On Sun, Sep 12, 2010 at 1:49 PM, Daniel Shahaf <d.s_at_daniel.shahaf.name> wrote:
>> When I was working on my changes, I was looking for a "to UTF-8"
>> function that would return whether it actually re-encoded the input
>> string, but did not find one. The re-encoding function that I used,
>> `svn_subst_translate_string`, actually converts line endings to LF as
>> well as re-encodes from the given encoding to UTF-8, but it does not
>> inform the caller of whether it took either action. I guess that I
>> could write a utility function, kind of like a `strcmp`, but which
>> ignores any differences at line endings. Unfortunately, this adds
>> another scan through every property value that is encountered. Already
>> there is a noticeable decrease in the performance of the modified
>> `svnsync` as a result of calling `svn_subst_translate_string` on
>> basically every property value, and adding an additional scan through
>> each property value would decrease performance further.
>>
>
> Or you could insert the reencoding magic after (and separately from) the
> dos2unix magic, if that would make counting easier. That said, what are
> you trying to count? The number of properties where the reencoding
> wasn't a noop?
To re-encode and then normalize the line endings would work.

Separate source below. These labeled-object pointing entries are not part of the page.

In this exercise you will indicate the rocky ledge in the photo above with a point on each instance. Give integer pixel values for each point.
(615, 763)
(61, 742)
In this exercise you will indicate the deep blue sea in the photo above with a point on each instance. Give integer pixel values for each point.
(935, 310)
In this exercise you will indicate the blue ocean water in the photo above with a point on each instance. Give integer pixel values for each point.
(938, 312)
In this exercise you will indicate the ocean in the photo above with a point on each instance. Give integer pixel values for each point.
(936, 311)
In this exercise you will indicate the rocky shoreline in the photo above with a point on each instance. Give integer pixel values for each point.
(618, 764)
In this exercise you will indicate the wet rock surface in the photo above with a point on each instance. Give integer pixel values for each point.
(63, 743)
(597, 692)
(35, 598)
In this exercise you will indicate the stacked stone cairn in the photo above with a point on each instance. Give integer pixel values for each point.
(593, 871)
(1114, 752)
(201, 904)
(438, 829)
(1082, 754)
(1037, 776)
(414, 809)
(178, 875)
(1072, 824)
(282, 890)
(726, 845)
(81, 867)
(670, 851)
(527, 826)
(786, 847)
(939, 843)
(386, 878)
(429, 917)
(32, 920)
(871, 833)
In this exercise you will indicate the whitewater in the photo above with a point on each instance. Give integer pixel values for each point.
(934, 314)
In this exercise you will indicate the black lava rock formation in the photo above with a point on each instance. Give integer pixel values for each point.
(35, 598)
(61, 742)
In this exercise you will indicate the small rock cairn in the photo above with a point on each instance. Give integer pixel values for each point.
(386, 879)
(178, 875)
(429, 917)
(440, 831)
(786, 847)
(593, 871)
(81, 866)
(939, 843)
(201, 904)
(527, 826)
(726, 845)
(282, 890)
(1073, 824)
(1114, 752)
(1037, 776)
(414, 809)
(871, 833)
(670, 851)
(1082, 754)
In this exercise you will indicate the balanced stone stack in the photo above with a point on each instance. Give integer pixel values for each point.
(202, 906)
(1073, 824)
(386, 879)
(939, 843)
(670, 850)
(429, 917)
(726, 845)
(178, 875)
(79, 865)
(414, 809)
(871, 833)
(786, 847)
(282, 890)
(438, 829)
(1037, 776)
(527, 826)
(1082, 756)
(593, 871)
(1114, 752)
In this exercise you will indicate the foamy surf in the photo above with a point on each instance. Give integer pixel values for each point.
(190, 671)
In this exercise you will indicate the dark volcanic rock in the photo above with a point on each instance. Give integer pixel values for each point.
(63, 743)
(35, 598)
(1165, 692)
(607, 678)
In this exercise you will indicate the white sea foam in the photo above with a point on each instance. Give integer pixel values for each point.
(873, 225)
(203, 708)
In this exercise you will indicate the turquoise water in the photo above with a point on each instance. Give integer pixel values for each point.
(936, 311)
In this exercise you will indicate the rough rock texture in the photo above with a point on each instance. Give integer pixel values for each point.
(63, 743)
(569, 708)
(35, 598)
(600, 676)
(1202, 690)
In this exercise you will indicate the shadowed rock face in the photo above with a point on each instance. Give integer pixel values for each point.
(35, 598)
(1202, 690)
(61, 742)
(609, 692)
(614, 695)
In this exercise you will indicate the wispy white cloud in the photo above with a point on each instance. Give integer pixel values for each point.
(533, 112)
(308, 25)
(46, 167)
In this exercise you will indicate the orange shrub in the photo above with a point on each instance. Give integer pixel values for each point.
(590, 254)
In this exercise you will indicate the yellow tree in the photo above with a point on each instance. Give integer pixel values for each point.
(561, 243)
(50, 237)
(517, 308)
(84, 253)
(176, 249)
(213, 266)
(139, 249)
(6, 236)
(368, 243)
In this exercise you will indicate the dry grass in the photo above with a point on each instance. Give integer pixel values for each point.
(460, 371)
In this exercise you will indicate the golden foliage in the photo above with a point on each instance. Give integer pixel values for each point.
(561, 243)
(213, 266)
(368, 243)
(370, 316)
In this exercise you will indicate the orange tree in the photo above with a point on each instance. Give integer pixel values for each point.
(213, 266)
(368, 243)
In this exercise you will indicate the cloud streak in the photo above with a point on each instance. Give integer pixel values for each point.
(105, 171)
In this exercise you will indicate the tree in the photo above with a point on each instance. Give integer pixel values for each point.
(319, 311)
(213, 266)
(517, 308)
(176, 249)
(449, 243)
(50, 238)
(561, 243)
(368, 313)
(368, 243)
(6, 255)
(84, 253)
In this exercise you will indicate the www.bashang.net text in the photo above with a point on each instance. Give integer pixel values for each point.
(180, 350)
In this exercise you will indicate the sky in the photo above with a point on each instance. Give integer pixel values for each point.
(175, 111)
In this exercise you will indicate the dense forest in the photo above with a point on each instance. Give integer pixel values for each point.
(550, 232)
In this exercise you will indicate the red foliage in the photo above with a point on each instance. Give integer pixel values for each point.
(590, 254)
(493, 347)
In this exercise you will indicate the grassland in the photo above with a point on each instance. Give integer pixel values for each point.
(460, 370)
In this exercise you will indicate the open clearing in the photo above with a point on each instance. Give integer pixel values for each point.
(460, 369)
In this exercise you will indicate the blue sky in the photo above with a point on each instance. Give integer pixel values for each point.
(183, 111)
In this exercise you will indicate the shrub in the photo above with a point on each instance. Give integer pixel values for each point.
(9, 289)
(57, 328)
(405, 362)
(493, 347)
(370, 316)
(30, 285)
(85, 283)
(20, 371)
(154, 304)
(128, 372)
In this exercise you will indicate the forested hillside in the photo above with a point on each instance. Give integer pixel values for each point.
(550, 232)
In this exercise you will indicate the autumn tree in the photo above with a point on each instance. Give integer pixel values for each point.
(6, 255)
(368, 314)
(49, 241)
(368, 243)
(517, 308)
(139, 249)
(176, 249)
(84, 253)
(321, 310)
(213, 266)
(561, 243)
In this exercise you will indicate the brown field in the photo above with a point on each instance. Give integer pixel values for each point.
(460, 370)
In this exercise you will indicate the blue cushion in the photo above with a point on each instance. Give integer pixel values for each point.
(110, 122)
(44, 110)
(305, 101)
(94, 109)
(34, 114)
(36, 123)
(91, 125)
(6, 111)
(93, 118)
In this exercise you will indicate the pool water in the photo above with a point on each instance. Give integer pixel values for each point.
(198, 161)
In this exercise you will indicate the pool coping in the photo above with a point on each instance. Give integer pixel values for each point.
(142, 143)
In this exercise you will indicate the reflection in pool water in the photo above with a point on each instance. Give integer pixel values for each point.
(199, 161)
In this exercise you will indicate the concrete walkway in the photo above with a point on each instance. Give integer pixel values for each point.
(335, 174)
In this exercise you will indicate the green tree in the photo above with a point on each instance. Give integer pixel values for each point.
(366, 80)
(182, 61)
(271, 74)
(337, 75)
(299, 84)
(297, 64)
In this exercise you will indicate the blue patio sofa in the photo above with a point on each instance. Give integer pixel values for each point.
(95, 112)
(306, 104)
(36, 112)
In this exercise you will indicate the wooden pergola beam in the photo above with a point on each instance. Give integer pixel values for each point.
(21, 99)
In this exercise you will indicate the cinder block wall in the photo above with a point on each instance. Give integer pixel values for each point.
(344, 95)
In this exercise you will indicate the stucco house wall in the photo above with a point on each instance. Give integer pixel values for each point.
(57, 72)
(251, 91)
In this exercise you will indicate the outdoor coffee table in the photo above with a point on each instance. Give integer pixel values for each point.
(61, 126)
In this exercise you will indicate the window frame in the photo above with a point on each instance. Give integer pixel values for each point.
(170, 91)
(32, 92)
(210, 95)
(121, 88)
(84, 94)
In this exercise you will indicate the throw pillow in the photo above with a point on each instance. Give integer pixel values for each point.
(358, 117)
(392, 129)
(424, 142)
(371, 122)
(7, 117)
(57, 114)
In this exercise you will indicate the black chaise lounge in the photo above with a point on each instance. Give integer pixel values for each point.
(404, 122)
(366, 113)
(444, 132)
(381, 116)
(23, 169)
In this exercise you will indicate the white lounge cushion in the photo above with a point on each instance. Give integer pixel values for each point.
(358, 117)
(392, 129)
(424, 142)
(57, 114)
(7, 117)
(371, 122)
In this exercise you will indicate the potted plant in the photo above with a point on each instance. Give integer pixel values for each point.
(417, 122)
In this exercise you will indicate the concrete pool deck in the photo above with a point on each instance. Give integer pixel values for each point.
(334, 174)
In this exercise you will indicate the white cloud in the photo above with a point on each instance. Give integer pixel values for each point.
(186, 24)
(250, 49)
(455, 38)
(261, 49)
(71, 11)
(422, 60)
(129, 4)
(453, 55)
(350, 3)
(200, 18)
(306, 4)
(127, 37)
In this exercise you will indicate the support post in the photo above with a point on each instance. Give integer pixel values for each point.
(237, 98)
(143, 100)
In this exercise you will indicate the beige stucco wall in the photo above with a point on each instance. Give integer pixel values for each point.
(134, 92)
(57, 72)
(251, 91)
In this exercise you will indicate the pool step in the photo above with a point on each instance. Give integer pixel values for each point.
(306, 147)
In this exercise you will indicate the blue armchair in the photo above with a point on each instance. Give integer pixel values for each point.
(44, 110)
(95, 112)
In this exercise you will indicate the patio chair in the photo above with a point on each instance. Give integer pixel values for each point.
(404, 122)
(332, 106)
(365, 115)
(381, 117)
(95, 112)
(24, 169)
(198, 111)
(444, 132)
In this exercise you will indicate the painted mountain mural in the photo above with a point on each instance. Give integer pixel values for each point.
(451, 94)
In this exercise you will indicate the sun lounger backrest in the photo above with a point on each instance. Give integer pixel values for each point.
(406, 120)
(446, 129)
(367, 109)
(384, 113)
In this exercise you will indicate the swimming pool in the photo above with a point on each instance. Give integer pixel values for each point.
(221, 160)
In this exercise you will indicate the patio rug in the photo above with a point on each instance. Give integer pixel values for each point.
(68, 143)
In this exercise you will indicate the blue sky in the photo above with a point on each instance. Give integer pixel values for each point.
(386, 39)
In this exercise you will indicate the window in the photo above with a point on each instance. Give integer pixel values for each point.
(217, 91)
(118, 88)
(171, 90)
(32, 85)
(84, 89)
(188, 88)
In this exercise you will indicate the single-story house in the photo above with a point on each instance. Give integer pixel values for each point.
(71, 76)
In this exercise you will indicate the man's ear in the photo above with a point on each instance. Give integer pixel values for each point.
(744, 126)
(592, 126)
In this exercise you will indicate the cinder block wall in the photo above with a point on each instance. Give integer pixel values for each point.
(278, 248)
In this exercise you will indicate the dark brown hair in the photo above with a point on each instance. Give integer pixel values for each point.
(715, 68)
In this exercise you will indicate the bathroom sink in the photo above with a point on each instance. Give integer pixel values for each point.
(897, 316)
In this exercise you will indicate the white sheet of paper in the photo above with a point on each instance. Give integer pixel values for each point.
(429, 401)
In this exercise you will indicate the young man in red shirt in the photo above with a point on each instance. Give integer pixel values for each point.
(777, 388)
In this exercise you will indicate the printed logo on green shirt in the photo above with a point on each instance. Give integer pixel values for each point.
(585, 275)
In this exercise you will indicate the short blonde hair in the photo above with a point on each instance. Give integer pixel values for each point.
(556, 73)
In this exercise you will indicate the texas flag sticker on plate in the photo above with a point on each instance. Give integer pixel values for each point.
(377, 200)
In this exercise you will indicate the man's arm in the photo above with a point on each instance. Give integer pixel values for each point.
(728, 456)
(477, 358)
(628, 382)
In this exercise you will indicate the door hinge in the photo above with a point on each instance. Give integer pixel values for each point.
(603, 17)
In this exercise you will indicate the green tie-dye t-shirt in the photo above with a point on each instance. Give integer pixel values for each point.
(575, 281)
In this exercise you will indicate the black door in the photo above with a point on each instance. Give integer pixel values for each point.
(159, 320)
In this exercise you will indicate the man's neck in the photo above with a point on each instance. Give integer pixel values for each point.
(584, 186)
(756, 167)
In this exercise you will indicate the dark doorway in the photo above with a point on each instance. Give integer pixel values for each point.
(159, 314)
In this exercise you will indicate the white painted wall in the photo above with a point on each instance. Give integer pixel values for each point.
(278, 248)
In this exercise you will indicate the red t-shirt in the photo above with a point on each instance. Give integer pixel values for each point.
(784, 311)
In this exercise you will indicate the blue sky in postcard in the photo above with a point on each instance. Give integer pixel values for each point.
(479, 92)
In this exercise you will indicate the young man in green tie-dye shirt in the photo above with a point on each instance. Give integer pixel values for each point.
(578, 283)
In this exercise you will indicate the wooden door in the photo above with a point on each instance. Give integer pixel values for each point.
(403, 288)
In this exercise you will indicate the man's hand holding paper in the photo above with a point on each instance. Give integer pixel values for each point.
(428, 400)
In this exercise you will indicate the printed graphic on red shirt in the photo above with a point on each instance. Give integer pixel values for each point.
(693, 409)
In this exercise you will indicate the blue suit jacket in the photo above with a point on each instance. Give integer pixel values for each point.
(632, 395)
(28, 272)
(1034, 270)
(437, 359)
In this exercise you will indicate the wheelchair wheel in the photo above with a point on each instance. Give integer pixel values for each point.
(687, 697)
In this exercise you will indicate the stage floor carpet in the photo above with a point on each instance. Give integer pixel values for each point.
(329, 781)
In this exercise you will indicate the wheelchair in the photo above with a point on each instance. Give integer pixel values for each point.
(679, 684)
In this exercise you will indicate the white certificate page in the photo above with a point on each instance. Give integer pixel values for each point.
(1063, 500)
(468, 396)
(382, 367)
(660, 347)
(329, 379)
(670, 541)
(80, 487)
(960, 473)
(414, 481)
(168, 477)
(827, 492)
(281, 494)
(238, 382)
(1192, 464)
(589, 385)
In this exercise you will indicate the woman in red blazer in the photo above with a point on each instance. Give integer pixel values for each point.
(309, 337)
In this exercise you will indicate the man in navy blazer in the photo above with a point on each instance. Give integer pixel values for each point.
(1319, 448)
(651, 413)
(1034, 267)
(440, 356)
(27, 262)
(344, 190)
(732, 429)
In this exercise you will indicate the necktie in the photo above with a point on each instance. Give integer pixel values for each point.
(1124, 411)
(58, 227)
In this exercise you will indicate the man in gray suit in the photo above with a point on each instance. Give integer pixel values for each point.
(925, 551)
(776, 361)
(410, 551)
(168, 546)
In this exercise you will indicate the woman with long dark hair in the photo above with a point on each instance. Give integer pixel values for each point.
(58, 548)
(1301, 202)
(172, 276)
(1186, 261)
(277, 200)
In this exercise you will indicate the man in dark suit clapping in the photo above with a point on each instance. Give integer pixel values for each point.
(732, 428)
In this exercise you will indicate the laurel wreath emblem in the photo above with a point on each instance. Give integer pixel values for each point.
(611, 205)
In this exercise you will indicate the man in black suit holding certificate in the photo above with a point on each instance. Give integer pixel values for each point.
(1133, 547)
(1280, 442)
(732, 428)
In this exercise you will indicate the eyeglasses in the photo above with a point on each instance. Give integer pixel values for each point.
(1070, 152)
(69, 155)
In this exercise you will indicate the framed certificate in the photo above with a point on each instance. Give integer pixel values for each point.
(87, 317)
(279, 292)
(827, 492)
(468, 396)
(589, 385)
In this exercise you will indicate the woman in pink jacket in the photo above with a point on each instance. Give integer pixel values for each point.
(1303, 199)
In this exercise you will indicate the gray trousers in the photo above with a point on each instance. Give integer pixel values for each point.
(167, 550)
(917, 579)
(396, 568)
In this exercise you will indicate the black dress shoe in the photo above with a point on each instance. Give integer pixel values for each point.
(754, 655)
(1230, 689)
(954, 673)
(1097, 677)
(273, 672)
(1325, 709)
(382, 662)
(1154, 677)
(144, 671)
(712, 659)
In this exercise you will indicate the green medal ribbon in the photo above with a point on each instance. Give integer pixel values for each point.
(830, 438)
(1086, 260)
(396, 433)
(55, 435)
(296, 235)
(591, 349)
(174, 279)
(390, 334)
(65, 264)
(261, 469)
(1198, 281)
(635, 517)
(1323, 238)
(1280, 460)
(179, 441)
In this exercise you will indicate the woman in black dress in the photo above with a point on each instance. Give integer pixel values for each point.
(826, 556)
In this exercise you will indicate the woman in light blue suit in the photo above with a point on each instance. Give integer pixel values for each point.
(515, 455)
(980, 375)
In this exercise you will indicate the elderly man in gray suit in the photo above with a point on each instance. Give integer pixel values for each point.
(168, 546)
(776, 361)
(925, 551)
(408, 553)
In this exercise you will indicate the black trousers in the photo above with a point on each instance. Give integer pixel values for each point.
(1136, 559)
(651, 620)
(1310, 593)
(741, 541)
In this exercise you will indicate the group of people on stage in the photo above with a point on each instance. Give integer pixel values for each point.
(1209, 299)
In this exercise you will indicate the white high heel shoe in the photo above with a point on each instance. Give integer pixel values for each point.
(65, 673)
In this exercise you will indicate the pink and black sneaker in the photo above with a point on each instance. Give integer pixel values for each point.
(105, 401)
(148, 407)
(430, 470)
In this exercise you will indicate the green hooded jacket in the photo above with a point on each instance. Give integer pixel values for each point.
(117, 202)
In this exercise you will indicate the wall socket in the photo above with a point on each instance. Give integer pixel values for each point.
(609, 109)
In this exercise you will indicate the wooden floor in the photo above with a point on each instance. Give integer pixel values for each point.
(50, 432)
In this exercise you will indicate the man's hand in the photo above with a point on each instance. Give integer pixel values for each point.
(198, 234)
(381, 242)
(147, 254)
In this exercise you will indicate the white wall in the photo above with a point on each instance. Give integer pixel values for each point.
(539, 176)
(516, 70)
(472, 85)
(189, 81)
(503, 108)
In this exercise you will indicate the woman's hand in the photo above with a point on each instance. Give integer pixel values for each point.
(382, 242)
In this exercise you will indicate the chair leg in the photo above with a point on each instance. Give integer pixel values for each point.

Unfortunately, I didn't see a library function that only performed the
re-encoding; `svn_subst_translate_string` does both simultaneously.
I removed the normalization counting code without much thought in my
hastened efforts to produce a version of `svnsync` that I could use to
mirror the GNU Nano repository. Currently, I am thinking that Stefan
Sperling's idea of a `svn_subst_translate_string2` function is the way
to go.
> Re performance, isn't svnsync bound by network speed?
Mostly yes. However, I have definitely noticed a decrease in
performance with my altered version (when using --source-encoding)
that cannot be explained by network speed. Granted, it's not that much
of a difference.
> Unrelatedly, you mentioned that in the repository you work on there are
> soem properties in latin1 and some in utf8. So one will need (until
> they fix the properties on their side) to svnsync a few revisions with
> translation enabled, then kill svnsync and restart with translation
> disabled, then restart again with it enabled etc. Which makes me think,
> do we want a "sync up to N revisions" (or, "sync up to rN") switch?
It's like you are reading my mind :) I figured that I would work on
getting this change implemented and then work on such a feature.
> Have you sent a new version of the patch yet?
Oh, not yet. I'm still working on it.
Received on 2010-09-13 01:21:44 CEST